This will be done using the define-code-test framework. Before commencing with cleaning the tables, copies of the tables are created

In [22]:
data_df_clean = data_df.copy()

.

### First Column has no name

#### Define

The first column of the data has an invalid column name which would be changed

#### Code

In [23]:
# to check the columns names
data_df_clean.columns

Index(['Unnamed: 0', 'work_year', 'experience_level', 'employment_type',
       'job_title', 'salary', 'salary_currency', 'salary_in_usd',
       'employee_residence', 'remote_ratio', 'company_location',
       'company_size'],
      dtype='object')

In [29]:
# to change the column name
data_df_clean.rename(columns = {'Unnamed: 0' : 'row_number'}, inplace = True)

#### Test

In [30]:
# to test if the code worked
data_df_clean.columns

Index(['row_number', 'work_year', 'experience_level', 'employment_type',
       'job_title', 'salary', 'salary_currency', 'salary_in_usd',
       'employee_residence', 'remote_ratio', 'company_location',
       'company_size'],
      dtype='object')

### Increment by 1 in the first column

#### Define
Increase the values in the first column by one

#### Code

In [33]:
# to check the minimum value
data_df_clean.row_number.min()

0

In [34]:
# to check the maximum value
data_df_clean.row_number.max()

606

In [35]:
# to increase the values by 1
data_df_clean['row_number'] = data_df_clean.row_number.apply(lambda x: x+1)

#### Test

In [36]:
# toc heck if the code worked
data_df_clean.row_number.values

array([  1,   2,   3,   4,   5,   6,   7,   8,   9,  10,  11,  12,  13,
        14,  15,  16,  17,  18,  19,  20,  21,  22,  23,  24,  25,  26,
        27,  28,  29,  30,  31,  32,  33,  34,  35,  36,  37,  38,  39,
        40,  41,  42,  43,  44,  45,  46,  47,  48,  49,  50,  51,  52,
        53,  54,  55,  56,  57,  58,  59,  60,  61,  62,  63,  64,  65,
        66,  67,  68,  69,  70,  71,  72,  73,  74,  75,  76,  77,  78,
        79,  80,  81,  82,  83,  84,  85,  86,  87,  88,  89,  90,  91,
        92,  93,  94,  95,  96,  97,  98,  99, 100, 101, 102, 103, 104,
       105, 106, 107, 108, 109, 110, 111, 112, 113, 114, 115, 116, 117,
       118, 119, 120, 121, 122, 123, 124, 125, 126, 127, 128, 129, 130,
       131, 132, 133, 134, 135, 136, 137, 138, 139, 140, 141, 142, 143,
       144, 145, 146, 147, 148, 149, 150, 151, 152, 153, 154, 155, 156,
       157, 158, 159, 160, 161, 162, 163, 164, 165, 166, 167, 168, 169,
       170, 171, 172, 173, 174, 175, 176, 177, 178, 179, 180, 18

### The use of MI, EN, SE and EX in Experience level

#### Define
The use of short words in experiecne level instead of the full name for clarity 

#### Code

In [37]:
# to check the unique values in the experience level column
data_df_clean['experience_level'].unique()
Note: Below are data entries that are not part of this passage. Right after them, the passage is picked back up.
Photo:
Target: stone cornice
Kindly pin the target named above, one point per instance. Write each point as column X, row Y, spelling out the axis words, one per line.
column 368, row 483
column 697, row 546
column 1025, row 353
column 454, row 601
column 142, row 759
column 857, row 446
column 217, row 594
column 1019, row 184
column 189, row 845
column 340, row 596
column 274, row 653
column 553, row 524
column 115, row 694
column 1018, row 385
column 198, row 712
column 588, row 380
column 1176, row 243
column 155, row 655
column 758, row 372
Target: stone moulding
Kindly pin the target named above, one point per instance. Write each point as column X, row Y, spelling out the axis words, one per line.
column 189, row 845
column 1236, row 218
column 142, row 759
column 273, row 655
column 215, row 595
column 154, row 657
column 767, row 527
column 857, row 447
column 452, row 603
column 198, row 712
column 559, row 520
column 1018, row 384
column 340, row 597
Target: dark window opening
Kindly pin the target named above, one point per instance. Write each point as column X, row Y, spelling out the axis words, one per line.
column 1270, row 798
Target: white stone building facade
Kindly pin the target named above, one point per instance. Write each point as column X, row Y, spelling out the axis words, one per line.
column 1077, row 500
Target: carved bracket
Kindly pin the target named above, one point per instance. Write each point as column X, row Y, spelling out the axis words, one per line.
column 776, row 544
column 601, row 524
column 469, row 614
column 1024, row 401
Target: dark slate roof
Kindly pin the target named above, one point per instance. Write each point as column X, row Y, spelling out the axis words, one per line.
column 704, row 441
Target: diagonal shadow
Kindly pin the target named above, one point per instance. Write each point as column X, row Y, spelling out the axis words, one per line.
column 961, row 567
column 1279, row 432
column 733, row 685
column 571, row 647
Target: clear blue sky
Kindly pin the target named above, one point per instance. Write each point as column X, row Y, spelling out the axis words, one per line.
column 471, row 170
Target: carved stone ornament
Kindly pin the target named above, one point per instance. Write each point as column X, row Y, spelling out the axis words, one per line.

array(['MI', 'SE', 'EN', 'EX'], dtype=object)

In [41]:
# to change the short strings to their full meaning
data_df_clean['experience_level'] = data_df_clean['experience_level'].replace(['MI', 'SE', 'EN', 'EX'],
                                                ['Mid level', 'Senior level', 'Entry level', 'Executive level'])

#### Test

In [39]:
# to test if the code worked
data_df_clean['experience_level'].unique()

array(['Mid level', 'Senior level', 'Entry level', 'Executive level'],
      dtype=object)

### The use of FT, PT, FL & CT in Employment Type

#### Define
The use of short words in employment type instead of the full name for clarity 

#### Code

In [42]:
# to check the unique values in the employment type column
data_df_clean['employment_type'].unique()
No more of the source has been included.